Panelin açılışında konuşan Milli Savunma Bakanı Hulusi Akar, "Etrafımızdaki siyasi ve askeri çatışmalardan dolayı ülkemize dönük çeşitli riskler, tehlikeler, tehditler var. Bunlara karşı asil milletimizin egemenliği ve bağımsızlığını, cennet vatanımızın savunmasını yapabilmemiz için hazır olmamız, çalışmamız lazım" değerlendirmesini yaptı.

Öncelikli görevlerinin 780 bin kilometrekare vatan toprağı ile 462 bin kilometrekare mavi vatanın güvenliğinin sağlanması olduğunu vurgulayan Bakan Akar, bu konudaki çalışmaların azim ve kararlılıkla devam ettiğini aktardı. Terörle mücadeleye de değinen Akar, bu alandaki başarıda personelin kahramanlık ve fedakarlıklarının yanı sıra yerli ve milli savunma sanayinin geliştirdiği üstün teknolojinin de önemli olduğunu söyledi.

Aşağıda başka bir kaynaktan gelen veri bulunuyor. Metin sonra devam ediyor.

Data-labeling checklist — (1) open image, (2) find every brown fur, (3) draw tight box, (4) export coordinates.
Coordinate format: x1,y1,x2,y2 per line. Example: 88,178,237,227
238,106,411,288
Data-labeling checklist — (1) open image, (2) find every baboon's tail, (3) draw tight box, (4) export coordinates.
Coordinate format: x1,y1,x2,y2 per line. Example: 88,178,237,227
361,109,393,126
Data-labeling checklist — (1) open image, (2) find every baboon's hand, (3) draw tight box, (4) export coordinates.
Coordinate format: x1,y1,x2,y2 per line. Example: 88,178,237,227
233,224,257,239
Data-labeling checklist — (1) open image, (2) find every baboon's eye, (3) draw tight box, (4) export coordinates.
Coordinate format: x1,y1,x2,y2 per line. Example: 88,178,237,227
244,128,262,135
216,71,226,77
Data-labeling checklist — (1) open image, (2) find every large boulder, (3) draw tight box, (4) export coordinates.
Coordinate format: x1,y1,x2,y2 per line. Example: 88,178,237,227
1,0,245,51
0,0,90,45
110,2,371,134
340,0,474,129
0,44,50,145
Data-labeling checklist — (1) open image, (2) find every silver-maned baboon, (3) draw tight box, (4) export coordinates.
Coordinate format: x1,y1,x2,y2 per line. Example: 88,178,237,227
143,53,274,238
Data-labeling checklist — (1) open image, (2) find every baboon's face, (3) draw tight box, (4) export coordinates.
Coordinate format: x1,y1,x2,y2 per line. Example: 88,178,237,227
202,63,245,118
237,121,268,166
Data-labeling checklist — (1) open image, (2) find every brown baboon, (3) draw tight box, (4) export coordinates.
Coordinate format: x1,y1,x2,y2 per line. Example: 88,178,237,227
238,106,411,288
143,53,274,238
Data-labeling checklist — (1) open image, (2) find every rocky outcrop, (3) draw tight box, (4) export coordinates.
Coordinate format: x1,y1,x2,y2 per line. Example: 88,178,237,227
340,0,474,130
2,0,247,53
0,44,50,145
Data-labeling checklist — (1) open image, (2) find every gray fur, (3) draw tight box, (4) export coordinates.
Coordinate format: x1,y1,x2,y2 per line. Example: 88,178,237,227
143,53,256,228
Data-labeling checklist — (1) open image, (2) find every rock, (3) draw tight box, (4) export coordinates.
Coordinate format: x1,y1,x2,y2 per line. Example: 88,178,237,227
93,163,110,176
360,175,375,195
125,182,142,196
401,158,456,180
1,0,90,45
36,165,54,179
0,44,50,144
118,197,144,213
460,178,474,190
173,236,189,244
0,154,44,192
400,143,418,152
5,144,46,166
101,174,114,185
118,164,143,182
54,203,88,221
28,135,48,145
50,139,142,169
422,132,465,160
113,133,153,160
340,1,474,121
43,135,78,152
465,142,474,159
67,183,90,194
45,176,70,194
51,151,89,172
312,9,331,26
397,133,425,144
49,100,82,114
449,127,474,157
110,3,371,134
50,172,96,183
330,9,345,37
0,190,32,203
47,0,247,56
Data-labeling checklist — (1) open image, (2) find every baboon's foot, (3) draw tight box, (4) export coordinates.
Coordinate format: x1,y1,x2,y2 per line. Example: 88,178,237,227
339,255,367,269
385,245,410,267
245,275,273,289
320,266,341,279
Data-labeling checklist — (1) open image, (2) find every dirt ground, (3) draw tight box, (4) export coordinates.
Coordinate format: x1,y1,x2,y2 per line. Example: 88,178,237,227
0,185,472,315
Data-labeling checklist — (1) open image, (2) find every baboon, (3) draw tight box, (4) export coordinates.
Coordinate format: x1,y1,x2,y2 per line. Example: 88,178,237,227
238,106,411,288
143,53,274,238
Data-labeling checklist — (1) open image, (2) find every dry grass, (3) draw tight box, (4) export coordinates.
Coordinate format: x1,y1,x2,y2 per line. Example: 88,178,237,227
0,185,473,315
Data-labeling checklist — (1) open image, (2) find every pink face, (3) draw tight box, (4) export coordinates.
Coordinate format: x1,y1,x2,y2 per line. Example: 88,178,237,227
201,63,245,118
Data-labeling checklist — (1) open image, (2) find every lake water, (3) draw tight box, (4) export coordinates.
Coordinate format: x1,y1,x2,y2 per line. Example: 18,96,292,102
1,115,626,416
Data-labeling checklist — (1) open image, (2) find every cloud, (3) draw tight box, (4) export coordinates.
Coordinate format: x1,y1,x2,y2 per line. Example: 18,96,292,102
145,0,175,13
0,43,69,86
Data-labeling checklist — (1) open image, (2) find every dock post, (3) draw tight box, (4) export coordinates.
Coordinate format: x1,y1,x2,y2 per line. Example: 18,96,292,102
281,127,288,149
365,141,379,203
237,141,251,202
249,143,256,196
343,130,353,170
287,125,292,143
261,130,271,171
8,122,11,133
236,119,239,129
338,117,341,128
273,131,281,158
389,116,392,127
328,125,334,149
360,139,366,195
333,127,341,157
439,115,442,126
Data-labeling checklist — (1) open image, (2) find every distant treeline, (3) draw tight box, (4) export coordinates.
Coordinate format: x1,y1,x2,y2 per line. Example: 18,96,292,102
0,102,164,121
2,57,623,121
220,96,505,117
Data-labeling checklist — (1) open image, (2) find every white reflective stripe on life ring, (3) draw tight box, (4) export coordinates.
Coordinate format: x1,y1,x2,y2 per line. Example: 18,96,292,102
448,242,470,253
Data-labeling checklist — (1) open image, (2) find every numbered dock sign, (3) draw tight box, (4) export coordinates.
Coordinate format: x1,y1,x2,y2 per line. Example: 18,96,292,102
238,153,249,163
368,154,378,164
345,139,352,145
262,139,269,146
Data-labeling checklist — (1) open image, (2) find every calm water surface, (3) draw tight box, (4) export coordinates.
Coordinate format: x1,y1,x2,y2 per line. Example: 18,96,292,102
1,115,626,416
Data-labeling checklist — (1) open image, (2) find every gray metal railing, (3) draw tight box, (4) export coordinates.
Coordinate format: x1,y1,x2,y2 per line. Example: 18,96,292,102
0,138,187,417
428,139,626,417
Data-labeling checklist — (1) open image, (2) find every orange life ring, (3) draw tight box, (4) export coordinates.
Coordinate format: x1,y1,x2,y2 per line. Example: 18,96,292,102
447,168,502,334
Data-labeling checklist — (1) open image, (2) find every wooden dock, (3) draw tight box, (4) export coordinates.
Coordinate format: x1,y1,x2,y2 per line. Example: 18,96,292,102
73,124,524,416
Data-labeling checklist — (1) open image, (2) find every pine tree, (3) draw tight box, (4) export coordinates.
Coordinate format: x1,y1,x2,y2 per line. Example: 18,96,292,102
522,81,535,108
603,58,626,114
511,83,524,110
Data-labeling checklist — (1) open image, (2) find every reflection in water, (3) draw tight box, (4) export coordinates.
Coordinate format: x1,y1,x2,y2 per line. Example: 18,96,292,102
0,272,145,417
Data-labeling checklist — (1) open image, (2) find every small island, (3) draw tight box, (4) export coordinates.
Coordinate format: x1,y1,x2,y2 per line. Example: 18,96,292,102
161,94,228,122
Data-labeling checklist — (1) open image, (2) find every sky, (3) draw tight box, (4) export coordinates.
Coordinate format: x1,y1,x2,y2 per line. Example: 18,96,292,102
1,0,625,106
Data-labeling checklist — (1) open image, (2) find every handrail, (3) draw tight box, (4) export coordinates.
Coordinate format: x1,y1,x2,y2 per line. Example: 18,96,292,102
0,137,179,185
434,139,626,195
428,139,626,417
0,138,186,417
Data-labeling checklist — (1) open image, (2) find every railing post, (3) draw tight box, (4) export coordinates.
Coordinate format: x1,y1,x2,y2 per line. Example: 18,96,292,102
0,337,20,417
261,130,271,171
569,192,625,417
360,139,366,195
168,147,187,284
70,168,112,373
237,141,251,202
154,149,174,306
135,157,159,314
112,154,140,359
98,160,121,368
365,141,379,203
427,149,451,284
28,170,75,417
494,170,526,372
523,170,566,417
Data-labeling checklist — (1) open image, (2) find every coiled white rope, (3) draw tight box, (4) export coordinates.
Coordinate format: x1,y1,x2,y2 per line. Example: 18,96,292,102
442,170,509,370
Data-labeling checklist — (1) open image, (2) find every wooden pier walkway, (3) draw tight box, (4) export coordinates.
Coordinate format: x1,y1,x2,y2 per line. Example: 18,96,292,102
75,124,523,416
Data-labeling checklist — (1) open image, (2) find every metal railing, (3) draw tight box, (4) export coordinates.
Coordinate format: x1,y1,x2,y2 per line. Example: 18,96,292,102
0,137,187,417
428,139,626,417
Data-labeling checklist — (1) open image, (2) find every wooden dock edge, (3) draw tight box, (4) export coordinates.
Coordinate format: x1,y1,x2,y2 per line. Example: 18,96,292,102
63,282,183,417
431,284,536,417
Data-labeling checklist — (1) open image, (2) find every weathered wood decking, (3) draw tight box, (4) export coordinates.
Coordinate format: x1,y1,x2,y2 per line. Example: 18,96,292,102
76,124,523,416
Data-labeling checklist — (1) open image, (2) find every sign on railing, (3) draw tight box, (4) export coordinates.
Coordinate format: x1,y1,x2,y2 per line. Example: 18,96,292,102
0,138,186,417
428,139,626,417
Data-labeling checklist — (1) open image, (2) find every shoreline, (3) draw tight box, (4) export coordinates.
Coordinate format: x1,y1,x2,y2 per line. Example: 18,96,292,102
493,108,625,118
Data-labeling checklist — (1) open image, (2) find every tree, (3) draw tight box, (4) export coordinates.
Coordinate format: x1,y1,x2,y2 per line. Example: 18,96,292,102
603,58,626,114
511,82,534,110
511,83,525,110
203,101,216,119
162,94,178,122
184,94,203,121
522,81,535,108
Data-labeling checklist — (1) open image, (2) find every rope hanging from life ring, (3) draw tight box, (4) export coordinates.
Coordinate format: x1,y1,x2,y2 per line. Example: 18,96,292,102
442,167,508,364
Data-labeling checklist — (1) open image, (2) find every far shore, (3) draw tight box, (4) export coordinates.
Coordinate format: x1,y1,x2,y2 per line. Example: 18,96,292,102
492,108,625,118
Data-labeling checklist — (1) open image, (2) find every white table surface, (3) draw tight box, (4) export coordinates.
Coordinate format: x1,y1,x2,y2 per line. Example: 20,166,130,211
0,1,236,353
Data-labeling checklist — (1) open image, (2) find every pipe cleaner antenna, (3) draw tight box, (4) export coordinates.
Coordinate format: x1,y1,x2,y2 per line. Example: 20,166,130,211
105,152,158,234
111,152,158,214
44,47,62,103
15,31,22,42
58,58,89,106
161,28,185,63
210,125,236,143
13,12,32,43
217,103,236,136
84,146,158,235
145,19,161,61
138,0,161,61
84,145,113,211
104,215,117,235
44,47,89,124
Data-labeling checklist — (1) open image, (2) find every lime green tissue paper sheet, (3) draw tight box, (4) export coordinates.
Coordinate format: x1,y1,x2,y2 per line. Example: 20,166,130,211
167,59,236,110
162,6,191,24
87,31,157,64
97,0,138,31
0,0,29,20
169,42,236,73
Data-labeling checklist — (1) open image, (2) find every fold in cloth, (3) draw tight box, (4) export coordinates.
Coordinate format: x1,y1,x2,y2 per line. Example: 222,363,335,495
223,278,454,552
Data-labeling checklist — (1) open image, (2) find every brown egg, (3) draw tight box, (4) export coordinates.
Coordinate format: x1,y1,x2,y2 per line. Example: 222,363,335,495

Savunma sanayinin sadece ekonominin konusu olmadığına işaret eden Akar, geçmişte savunma sanayi alanında yaşanan sıkıntıları hatırlattı. Geçmişte parası verilmesine rağmen alınamayan silah ve sistemlerin olduğuna dikkati çeken Akar, "2011'de anlaşması yapılmış İHA'larımızın motorlarının bakımını parasını verdiğimiz halde yaptıramadık. 'Kötü komşu ev sahibi yapar.' atasözü gerçekleşti ve sivil-asker, özel-kamu imkanlarımızı aktive ederek bugünkü hale geldik. Bugün şu anda bizim özel, kamu şirketlerimiz İHA yapıyor ve bunu ihraç ediyor. Bu noktaya geldik." dedi.

Cumhurbaşkanı Erdoğan liderliğinde yerlilik ve millilik konusunda savunma sanayide önemli adımların atıldığını belirten Akar, 2002'de yüzde 20'lerde olan yerlilik ve millilik oranının yüzde 70'lere dayandığını ifade etti.

"Sonuna kadar direnmemiz ve çalışmamız lazım"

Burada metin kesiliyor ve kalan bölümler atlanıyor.